R: No mileismo dirigente está a fantasia fujimorista. Suas elites a têm, seus eleitores mais programáticos podem encorajar essa abordagem, e nos eleitores menos claros pode surgir algo assim. O que se vê é uma solidariedade com Milei porque não o deixam governar, pedem a ele que seja mais duro. Não sei até que ponto a paisagem recessiva vai corroê-lo. Estou muito impressionado com o declínio do ânimo. Isso é visto na rua, nas entrevistas. Percebemos níveis de tensão interpessoal, vemos que as pessoas estão muito nervosas porque estão perdendo muito.

P: Os jovens impulsionaram Milei. Poderiam ser outros jovens, agora mobilizados para defender a universidade pública, os que o enfraqueceriam?

R: A mobilização em torno da universidade foi importante, mas essa mobilização tinha líderes legítimos. As demais mobilizações não têm. Não há um único líder aceitável. Os líderes da oposição têm uma imagem muito negativa: os sindicalistas, os líderes partidários. É incrível ver como eles estão convencidos de que vão voltar.

P: O que Milei busca com este ato com Vox em Madri, com esse papel internacional associado à extrema direita europeia?

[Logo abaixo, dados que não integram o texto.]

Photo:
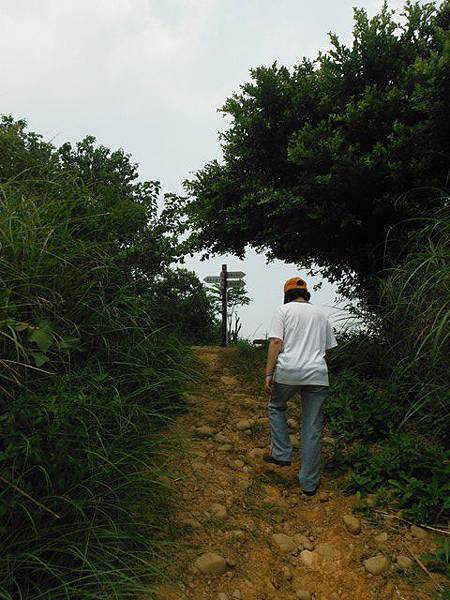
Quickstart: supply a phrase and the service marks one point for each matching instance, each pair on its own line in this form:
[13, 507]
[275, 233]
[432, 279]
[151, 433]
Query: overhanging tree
[320, 163]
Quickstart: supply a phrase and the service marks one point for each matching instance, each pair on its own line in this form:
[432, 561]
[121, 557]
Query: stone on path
[310, 559]
[324, 497]
[190, 522]
[404, 562]
[284, 543]
[211, 563]
[303, 542]
[204, 431]
[418, 532]
[243, 424]
[377, 564]
[352, 524]
[255, 455]
[219, 511]
[225, 448]
[381, 538]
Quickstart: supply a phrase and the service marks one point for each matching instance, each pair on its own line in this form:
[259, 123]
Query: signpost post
[223, 279]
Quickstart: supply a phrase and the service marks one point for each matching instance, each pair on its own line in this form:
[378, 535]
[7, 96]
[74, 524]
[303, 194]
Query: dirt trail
[232, 504]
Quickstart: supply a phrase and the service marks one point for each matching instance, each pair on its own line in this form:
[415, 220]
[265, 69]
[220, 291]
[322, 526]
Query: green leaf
[39, 358]
[67, 344]
[42, 335]
[18, 326]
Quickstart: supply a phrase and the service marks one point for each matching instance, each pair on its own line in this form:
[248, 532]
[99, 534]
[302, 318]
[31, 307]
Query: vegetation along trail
[245, 532]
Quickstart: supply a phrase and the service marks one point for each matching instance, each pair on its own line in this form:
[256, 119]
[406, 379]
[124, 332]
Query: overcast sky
[149, 75]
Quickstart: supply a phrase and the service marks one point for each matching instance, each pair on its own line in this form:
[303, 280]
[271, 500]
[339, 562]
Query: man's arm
[274, 350]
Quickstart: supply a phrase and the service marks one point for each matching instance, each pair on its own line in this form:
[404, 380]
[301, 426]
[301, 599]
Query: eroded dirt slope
[230, 509]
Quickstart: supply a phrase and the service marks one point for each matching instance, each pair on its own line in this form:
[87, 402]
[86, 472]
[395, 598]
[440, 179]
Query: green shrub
[88, 372]
[416, 472]
[416, 322]
[360, 408]
[90, 523]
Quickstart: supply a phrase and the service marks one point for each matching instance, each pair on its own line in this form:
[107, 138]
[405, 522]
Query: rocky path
[244, 531]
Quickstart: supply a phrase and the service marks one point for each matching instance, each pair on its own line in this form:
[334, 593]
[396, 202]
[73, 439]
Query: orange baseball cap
[295, 283]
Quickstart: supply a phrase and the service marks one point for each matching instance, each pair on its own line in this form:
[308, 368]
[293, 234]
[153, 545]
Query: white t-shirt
[306, 334]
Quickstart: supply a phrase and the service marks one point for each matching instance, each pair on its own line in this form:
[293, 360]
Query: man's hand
[268, 385]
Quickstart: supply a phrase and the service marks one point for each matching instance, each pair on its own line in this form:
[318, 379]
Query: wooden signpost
[224, 279]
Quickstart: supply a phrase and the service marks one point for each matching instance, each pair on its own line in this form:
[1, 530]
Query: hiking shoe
[274, 461]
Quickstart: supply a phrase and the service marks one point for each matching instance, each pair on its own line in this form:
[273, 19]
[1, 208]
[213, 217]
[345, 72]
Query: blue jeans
[313, 399]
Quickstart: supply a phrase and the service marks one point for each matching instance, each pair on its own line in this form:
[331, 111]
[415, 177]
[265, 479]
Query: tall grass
[88, 378]
[416, 297]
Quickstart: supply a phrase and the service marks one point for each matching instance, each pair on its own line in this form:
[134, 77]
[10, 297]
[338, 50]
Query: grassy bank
[89, 374]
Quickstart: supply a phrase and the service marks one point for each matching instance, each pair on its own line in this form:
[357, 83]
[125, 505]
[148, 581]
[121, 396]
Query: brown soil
[262, 500]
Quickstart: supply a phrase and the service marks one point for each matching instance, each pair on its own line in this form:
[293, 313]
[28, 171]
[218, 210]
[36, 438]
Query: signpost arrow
[224, 279]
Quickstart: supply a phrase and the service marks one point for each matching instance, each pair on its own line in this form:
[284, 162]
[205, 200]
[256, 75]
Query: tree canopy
[321, 162]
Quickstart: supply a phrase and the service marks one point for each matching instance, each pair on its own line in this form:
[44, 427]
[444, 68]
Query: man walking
[300, 336]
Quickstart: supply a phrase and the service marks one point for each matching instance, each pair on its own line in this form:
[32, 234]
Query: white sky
[149, 75]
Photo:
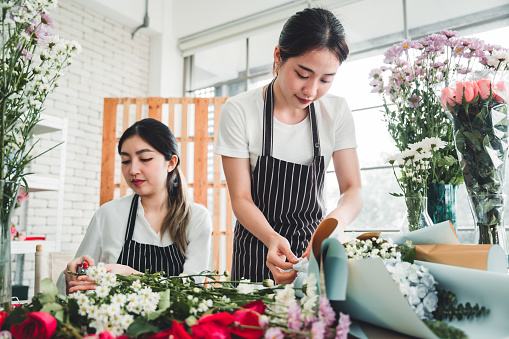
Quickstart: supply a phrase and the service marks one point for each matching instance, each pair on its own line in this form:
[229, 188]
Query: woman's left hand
[120, 269]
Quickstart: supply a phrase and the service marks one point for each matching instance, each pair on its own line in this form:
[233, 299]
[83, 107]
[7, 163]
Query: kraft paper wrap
[481, 257]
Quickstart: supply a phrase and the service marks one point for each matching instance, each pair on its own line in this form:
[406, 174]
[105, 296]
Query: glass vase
[488, 213]
[442, 203]
[416, 216]
[8, 194]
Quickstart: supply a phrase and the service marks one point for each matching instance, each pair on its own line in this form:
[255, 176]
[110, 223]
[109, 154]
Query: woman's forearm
[253, 220]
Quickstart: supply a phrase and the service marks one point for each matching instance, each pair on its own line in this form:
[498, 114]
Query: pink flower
[22, 196]
[343, 326]
[294, 317]
[501, 92]
[467, 90]
[274, 333]
[448, 97]
[318, 330]
[325, 311]
[485, 88]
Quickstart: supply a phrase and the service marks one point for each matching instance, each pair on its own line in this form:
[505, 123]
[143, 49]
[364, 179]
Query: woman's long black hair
[160, 137]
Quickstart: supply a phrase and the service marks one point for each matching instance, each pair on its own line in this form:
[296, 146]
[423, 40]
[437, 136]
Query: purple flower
[318, 330]
[46, 19]
[449, 34]
[414, 101]
[294, 317]
[343, 326]
[274, 333]
[325, 311]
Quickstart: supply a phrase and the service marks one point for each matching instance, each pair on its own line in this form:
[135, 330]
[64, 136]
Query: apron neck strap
[268, 116]
[132, 219]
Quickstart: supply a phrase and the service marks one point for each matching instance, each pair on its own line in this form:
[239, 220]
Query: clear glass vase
[416, 215]
[8, 194]
[488, 213]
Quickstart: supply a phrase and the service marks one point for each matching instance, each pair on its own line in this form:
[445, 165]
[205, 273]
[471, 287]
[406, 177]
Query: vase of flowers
[32, 60]
[442, 203]
[478, 110]
[413, 167]
[407, 82]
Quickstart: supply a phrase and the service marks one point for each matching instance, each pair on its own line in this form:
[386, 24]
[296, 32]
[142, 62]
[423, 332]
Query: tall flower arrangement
[407, 83]
[32, 60]
[478, 110]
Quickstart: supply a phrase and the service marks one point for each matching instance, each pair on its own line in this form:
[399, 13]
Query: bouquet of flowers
[154, 306]
[478, 110]
[407, 84]
[413, 164]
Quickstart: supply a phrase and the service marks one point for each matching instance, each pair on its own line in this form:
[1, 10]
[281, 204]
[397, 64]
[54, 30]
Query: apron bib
[143, 257]
[289, 195]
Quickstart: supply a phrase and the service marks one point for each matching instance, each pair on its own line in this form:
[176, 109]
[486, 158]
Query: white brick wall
[111, 65]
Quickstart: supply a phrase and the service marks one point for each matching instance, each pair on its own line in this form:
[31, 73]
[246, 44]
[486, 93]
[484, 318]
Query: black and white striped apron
[143, 257]
[289, 195]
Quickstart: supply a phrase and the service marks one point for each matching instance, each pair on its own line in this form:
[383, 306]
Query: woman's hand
[72, 280]
[82, 283]
[279, 250]
[120, 269]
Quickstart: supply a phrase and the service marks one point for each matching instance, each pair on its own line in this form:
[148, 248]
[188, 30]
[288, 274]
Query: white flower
[102, 291]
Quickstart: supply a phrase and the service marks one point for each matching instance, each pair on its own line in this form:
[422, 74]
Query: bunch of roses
[371, 248]
[472, 91]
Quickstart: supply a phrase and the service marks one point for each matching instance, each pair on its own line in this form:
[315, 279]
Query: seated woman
[157, 228]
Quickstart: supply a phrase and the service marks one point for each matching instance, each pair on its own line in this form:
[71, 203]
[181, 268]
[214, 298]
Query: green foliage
[445, 331]
[447, 308]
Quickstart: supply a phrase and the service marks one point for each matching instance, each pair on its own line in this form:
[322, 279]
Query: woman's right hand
[73, 281]
[279, 250]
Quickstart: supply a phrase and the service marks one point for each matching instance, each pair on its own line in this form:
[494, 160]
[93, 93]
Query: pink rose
[501, 92]
[448, 97]
[467, 90]
[485, 88]
[38, 325]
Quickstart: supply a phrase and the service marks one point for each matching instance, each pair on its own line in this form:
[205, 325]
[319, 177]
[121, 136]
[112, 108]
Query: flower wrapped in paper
[363, 288]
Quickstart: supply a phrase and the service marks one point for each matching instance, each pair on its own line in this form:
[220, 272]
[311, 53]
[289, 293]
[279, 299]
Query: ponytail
[177, 219]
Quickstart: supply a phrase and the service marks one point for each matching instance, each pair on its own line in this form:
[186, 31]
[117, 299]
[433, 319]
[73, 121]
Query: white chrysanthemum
[119, 299]
[102, 291]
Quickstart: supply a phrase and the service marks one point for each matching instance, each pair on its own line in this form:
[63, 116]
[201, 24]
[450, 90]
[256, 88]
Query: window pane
[261, 51]
[219, 64]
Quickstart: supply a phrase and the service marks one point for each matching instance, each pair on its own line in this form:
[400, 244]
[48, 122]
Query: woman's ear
[277, 58]
[172, 163]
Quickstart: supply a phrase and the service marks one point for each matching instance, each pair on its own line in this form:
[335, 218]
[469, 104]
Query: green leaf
[163, 305]
[55, 310]
[139, 326]
[408, 252]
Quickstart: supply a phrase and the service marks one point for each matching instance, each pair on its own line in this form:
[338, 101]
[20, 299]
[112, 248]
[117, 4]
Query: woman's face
[144, 168]
[305, 78]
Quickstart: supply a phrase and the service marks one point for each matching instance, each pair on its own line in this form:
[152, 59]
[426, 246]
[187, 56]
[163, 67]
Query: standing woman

R: Milei teve um rápido e amplo ascenso, não como a extrema direita europeia, que está tentando há 40 anos. Ele sabe que é um ícone do ressurgimento da onda global de direita e, em particular, da extrema direita europeia. As extrema direitas europeias o procuram. Isso é conveniente para ele internamente na Argentina porque lhe confere prestígio de líder internacional bem-sucedido. As duas coisas que mais likes deram em seu Instagram foram sua reunião com Elon Musk e sua resposta à manifestação universitária com uma caneca que diz “lágrimas de esquerdistas”. Esta viagem à Espanha é um benefício para ele e seus anfitriões, que não tinham um líder carismático. Mas, na economia, Milei está à direita da extrema direita europeia. Toda a direita europeia é estatista. É preciso ver como ele modula suas palavras.

P: Por que discursos de ódio têm tanto sucesso? A direita vibra quando ele fala de “acabar com os esquerdistas”.

R: Em Milei há muita ideologia. Seu ascenso foi contra a política, a economia e o Estado. Mas, desde que chegou ao poder, adquire uma identidade cada vez mais de direita. Todos os elementos misóginos, racistas, anti-diversidade agora estão muito mais evidentes. Com isso, ele compensa a falta de resultados imediatos na política econômica.

P: A pandemia desencadeou o individualismo? Os jovens romperam aí com o Estado?

R: A pandemia intensificou a crítica ao Estado na Argentina. Muitos trabalhadores mais pobres não tinham permissão para trabalhar, e foram esses sobreviventes da pandemia que o fizeram apesar do Estado. São pessoas condenadas a acreditar que apenas seu próprio esforço pode salvá-las. Elas não confiam em organizações coletivas. Não querem nem planos de saúde privados, querem ter dinheiro para pagar quando ficarem doentes, nem mesmo confiam nisso. Sentem-se como animais na selva.

P: Ele é votado justamente pelos mais explorados, que trabalham o dia todo. Você conta casos de jovens que se organizam para dormir menos e produzir mais. E sonham com Elon Musk, o homem mais rico do mundo. Ninguém valoriza o coletivo?

R: Eles confiam em sua capacidade de trabalho de forma muito física, são mineiros de dados, são programadores, mas trabalham como mineiros com picaretas. Dos entregadores aos programadores. São anti-Estado porque o Estado dificulta suas atividades. A esquerda não os interessa, fazer parte dela é muito difícil, muito exigente. A direita é muito mais flexível, mais heterogênea.

P: E como isso termina?

R: Vamos caminhar para uma forte fragmentação social e uma violência significativa. Teremos níveis muito altos de desemprego, voltaremos aos problemas dos anos noventa. A inflação é um problema coletivo, mas o desemprego é um problema individual. Já vemos casos de colapso pessoal. Isso levará à formação de uma oposição capaz de remover Milei? É uma dúvida. O descrédito dos líderes políticos tradicionais é incrivelmente ativo e profundo.